Si sono esplorati quattro componenti: l’intensità del desiderio, il conflitto, la resistenza (ovvero l’uso dell’autocontrollo) e l’attuazione del comportamento.
Il primo aspetto, l’intensità del desiderio, ha a che fare con la carica di urgenza che la persona percepisce. I mangiatori restrittivi probabilmente sperimentano un desiderio di cibo più frequente e/o intenso, e partono in posizione svantaggiata rispetto a coloro che non adoperano restrizioni alimentari.
Il secondo elemento, il conflitto, riflette il grado in cui le persone percepiscono che un desiderio si trova in opposizione ad un altro obiettivo a lungo termine, trasformando il desiderio in tentazione. L’identificazione di un conflitto tra ciò che si vorrebbe e ciò che si dovrebbe fare rappresenta l’innesco cruciale per i tentativi di auto-controllo.
La terza componente, la resistenza, descrive il grado in cui una persona tenta di ignorare e/o inibire il desiderio di cibo, tramite l’auto-controllo. Il grado in cui le persone a dieta cercano di resistere ad un dato alimento dovrebbe risultare fortemente correlato al grado in cui sentono conflitto per quel desiderio. In altre parole, tanto più si percepisce conflitto tanto più si cercherà di opporre resistenza e non cadere in tentazione. Tuttavia, è importante distinguere tra conflitto e resistenza perché le persone a dieta non potranno sempre resistere a cibi che scatenano il desiderio e il conflitto. Alcuni possono perfino credere che le loro possibilità di essere in grado di resistere siano talmente basse che nemmeno tentano di farlo!
Il quarto aspetto, l’azione, riflette l’esito comportamentale del processo motivazionale che parte dal desiderio, passa per il conflitto, e giunge alla resistenza. Nel caso di un desiderio non conflittuale, il naturale decorso e termine del processo sarà l’esaudire il desiderio. Nel caso di tentativi di resistenza, tuttavia, agire significa fallire nell’autocontrollo e mostrare un comportamento contrario alle intenzioni.

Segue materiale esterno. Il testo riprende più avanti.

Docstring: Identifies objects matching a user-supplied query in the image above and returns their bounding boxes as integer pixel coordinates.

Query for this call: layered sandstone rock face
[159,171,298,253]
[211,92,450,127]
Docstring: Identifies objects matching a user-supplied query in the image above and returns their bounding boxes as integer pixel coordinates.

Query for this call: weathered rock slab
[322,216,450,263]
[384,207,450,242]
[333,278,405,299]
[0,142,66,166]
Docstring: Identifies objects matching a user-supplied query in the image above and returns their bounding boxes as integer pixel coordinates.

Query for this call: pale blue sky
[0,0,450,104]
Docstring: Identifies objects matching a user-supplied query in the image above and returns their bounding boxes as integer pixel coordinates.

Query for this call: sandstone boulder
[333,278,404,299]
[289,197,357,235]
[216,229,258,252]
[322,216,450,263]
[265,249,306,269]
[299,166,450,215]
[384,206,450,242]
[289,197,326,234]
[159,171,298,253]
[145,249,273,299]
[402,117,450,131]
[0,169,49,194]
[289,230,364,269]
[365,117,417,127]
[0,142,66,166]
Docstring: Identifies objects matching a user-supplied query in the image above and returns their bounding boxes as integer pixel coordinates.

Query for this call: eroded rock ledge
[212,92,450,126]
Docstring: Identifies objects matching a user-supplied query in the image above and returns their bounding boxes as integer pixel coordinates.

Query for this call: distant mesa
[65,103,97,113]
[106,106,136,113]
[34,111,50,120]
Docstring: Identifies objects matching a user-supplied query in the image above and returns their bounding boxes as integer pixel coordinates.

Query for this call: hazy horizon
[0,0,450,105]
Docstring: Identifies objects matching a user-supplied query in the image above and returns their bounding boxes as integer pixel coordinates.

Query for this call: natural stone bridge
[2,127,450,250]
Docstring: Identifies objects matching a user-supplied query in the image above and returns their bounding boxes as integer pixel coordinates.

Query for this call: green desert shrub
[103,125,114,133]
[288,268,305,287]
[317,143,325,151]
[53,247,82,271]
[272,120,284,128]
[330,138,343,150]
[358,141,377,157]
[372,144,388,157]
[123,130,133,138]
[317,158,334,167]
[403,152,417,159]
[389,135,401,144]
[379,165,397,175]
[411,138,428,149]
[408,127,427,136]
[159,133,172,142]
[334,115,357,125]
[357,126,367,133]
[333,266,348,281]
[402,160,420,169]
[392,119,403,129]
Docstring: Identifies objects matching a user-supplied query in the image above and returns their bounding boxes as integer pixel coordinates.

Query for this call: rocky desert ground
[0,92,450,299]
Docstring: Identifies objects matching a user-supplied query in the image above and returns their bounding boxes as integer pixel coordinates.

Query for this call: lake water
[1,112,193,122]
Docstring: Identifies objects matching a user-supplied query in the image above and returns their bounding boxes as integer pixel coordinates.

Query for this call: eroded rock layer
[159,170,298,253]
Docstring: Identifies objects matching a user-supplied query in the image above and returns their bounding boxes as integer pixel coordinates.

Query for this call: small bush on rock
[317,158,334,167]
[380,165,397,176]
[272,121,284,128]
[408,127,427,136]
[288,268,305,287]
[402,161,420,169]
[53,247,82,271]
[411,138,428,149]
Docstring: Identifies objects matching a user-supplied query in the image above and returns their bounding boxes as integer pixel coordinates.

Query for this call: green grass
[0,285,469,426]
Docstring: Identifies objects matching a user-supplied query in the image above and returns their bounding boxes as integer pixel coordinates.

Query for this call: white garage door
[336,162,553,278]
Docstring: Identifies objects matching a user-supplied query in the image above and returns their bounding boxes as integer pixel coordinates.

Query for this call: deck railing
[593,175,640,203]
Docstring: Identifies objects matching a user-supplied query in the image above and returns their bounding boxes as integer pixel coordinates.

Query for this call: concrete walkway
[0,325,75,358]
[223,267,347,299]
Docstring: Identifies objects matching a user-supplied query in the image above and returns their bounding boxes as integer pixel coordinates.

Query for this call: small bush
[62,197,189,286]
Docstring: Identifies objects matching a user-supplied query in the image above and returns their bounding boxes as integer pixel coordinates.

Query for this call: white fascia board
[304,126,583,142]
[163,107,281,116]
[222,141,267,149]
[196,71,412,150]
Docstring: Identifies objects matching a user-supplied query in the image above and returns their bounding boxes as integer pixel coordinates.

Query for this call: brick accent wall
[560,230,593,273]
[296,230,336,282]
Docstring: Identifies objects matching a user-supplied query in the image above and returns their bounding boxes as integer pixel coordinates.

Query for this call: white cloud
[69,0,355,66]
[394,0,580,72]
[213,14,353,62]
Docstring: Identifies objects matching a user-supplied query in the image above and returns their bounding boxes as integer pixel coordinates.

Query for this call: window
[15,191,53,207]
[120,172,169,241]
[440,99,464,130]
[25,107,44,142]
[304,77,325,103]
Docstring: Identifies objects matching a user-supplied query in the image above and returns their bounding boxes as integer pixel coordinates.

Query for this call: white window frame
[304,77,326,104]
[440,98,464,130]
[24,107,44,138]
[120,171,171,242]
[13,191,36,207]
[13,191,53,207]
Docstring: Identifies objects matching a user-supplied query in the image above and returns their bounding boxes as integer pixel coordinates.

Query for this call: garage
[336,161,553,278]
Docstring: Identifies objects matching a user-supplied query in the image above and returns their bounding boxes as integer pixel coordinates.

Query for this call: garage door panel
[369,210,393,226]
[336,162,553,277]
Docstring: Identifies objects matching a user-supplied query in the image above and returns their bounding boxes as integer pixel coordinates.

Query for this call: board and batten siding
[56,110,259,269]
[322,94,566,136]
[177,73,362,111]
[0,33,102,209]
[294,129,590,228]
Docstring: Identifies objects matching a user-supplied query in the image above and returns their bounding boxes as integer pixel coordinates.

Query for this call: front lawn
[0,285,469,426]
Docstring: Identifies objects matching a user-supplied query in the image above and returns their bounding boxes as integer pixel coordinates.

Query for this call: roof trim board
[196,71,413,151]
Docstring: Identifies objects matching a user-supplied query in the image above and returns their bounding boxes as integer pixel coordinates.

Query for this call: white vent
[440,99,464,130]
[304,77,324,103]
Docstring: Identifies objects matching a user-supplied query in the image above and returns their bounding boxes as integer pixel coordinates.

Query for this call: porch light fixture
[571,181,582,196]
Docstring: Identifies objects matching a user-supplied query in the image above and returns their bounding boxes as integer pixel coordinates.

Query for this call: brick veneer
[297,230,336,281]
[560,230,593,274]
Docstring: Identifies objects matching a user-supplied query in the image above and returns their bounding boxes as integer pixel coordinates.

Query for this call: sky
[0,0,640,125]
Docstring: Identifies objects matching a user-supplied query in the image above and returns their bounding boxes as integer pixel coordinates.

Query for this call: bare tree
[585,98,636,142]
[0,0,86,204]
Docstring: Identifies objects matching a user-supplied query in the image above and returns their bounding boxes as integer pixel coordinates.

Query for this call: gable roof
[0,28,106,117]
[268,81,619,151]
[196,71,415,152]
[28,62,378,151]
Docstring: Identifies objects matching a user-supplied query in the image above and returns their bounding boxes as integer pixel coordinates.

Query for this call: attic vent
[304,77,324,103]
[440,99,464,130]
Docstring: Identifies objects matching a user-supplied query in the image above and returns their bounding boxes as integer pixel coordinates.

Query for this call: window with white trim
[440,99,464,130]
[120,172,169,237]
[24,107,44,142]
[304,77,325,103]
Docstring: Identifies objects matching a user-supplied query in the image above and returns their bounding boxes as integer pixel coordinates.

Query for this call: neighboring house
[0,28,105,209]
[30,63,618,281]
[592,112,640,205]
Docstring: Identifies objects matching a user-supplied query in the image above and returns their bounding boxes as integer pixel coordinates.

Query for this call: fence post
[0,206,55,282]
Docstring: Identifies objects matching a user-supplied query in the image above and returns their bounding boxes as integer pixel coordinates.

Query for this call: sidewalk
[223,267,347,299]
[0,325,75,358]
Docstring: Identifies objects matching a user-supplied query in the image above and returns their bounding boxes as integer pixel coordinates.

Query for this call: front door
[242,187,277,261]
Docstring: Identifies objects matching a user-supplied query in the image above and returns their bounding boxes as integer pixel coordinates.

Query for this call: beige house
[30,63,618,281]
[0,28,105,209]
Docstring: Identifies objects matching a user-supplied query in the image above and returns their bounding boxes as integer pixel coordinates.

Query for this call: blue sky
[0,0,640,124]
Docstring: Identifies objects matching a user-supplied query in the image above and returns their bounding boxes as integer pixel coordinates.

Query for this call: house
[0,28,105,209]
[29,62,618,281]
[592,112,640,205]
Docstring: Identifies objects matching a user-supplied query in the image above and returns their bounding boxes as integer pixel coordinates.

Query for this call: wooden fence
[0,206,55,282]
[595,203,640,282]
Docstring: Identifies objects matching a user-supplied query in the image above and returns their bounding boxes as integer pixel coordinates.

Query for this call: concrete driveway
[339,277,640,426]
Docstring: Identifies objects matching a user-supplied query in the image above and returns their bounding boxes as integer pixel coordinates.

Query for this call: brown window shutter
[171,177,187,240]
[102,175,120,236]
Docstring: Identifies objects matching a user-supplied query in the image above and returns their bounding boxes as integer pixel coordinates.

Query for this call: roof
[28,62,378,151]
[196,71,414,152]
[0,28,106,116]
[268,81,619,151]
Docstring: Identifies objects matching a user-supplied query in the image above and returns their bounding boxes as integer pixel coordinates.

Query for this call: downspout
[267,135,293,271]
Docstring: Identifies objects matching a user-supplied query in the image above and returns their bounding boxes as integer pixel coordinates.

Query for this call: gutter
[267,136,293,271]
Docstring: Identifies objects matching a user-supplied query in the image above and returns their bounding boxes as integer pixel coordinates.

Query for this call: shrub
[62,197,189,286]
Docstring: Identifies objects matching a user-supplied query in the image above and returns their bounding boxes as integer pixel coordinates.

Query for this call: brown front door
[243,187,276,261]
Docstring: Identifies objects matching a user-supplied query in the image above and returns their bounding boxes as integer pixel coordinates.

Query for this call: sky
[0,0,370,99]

Gli studiosi hanno anche cercato di capire come mai gli individui abbiano solitamente desideri e “dipendenza” da cibi non salutari, giungendo a due interpretazioni. Da una parte, i cibi non salutari (o food porn o ciò che viene solitamente definito “cibo schifezza”) hanno un gusto più forte e saporito e quindi ritenuti più allettanti. In effetti, il successo dell’industria alimentare sta proprio nell’aver creato cibo che stimola appositamente le preferenze biologiche dell’essere umano e degli animali verso grasso, sapidità e dolcezza.
Un'altra ipotesi è che le persone desiderino cibi “ipercalorici” perché proibiti, off-limits, sulla base delle ricerche svolte nell’ambito della resistenza ai divieti, per cui qualsiasi cosa sia definita un tabù alimenti il desiderio di sperimentarla e provarla.
Quindi, considerando che:
- Il controllo alimentare (imporsi regole e diete rigide e restrittive) potrebbe aumentare la frequenza e/o l’intensità del desiderio di cibo;
- La restrizione alimentare incrementa la percezione di conflitto tra ciò che vorrei mangiare e ciò che penso sia giusto o si debba mangiare;
- Tale conflitto richiede maggiori sforzi di autocontrollo e disciplina interiori;
- La sensazione di aver scarse abilità di auto-regolazione può far propendere verso una resa più o meno immediata al desiderio di cibo non sano…
La mindful eating, o alimentazione consapevole, basata sull’ascolto del corpo e delle proprie emozioni, sembra essere la strategia più efficace per regolare l’alimentazione in base a regole “interne” e non prescrizioni esterne vissute come divieti e restrizioni.